Ей было бы жаль, если б он согласился, но она все-таки предложила.
– Еще чего! Там, на Донском, этого добра, когда немцы сдадутся, через голову будет…
– А вы думаете, они сдадутся? – спросила Таня.
– А что же им делать?
– А мы там в тылу их ни разу в плен не брали. – Таня задумалась, потому что вспомнила, как Каширин, единственный раз за все время, изматерил ее, когда она пожалела двух захваченных в бою немолодых немцев из карательного батальона, пожалела и предложила что-то несуразное.

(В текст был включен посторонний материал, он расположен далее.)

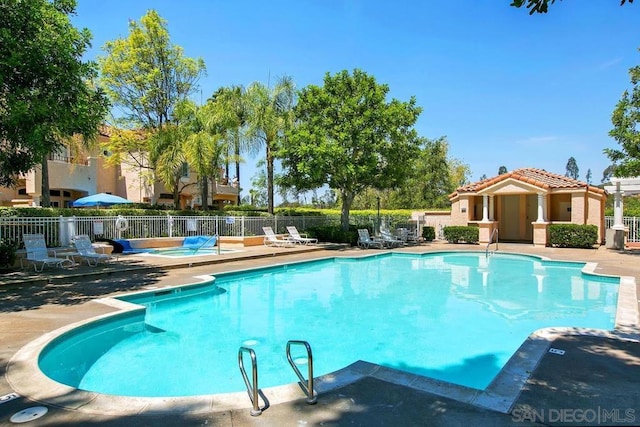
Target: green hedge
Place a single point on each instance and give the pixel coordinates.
(334, 234)
(573, 235)
(429, 233)
(461, 233)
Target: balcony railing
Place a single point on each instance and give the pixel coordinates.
(64, 159)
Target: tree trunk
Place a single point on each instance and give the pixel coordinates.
(237, 153)
(45, 196)
(176, 193)
(205, 193)
(347, 200)
(269, 179)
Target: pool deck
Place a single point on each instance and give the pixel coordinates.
(595, 381)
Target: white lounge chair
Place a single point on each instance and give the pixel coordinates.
(389, 240)
(87, 252)
(296, 237)
(365, 241)
(38, 253)
(270, 239)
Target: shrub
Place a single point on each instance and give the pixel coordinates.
(573, 235)
(8, 250)
(429, 233)
(461, 233)
(334, 234)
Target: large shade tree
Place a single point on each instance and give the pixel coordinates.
(233, 111)
(572, 170)
(146, 76)
(430, 181)
(46, 95)
(350, 137)
(626, 125)
(270, 115)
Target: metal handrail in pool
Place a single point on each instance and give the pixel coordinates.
(252, 388)
(308, 387)
(495, 231)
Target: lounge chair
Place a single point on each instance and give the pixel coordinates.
(296, 237)
(406, 236)
(87, 252)
(365, 241)
(389, 240)
(199, 242)
(38, 253)
(270, 239)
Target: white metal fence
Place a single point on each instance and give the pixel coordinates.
(59, 231)
(631, 223)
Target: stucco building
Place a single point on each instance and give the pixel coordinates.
(522, 204)
(73, 177)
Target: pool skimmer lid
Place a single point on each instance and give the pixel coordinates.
(28, 414)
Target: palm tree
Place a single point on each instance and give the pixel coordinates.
(271, 112)
(232, 105)
(196, 142)
(168, 156)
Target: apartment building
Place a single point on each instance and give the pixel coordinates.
(73, 177)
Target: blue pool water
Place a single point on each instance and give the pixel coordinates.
(451, 316)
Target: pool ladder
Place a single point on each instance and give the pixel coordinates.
(494, 232)
(252, 385)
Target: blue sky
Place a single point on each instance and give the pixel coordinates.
(504, 87)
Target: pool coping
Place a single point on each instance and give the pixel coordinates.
(26, 379)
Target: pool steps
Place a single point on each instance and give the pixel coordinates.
(252, 385)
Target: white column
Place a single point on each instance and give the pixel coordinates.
(492, 215)
(485, 208)
(618, 223)
(540, 208)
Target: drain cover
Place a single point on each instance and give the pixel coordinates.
(9, 397)
(28, 414)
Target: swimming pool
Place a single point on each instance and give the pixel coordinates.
(451, 316)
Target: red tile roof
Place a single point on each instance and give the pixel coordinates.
(536, 177)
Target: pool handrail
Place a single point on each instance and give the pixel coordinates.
(495, 231)
(252, 386)
(312, 398)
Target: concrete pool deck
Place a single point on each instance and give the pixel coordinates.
(594, 382)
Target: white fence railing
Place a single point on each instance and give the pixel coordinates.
(59, 231)
(631, 223)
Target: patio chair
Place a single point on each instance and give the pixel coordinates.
(296, 237)
(87, 252)
(365, 241)
(38, 253)
(270, 239)
(389, 239)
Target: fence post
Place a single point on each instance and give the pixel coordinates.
(63, 231)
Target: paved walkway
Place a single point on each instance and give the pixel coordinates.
(593, 383)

«Значит, тебе их жаль? – сказал тогда Каширин. – А мне их не жаль?.. Ты у меня за них просишь! А мне у кого просить? У царя небесного? Кто за чужой счет добрый, тот сволочь. Уходи… А то тебе самой прикажу их…»
Немцев из карательного батальона расстреляли, а Каширин потом неделю не говорил с нею. Обиделся, что напомнила ему о его жестокости, вынужденной, но уже привычной. Значит, и у него самого душу свербило от этого, иначе не обиделся бы, просто обругал бы, и все…
А теперь, если окруженные в Сталинграде немцы сдадутся, их будет много, очень много, так много, что трудно себе представить…
Хотя последние месяцы в газетах все время писали о тысячах и тысячах пленных, Таня плохо представляла себе целые тысячи взятых в плен немцев… Тысячи взятых в плен наших она видела – их взяли в октябре под Вязьмой, видела их издали на шоссе. А потом, когда она уже была в подполье и жила у Софьи Леонидовны, весной, в марте, большую колонну наших пленных гнали через Смоленск по их улице… И это было самое страшное и жалкое, что она видела в своей жизни, – раздетые, обмороженные пленные, которых гнали по улице, а она стояла рядом на тротуаре и ничего, ровно ничего не могла для них сделать: ни дать им кусок хлеба, ни помахать рукой, ни улыбнуться, ни заплакать, – ничего. А теперь мы сами берем в плен немцев, много немцев… Радуясь этой мысли, она все равно еще не могла привыкнуть к ней.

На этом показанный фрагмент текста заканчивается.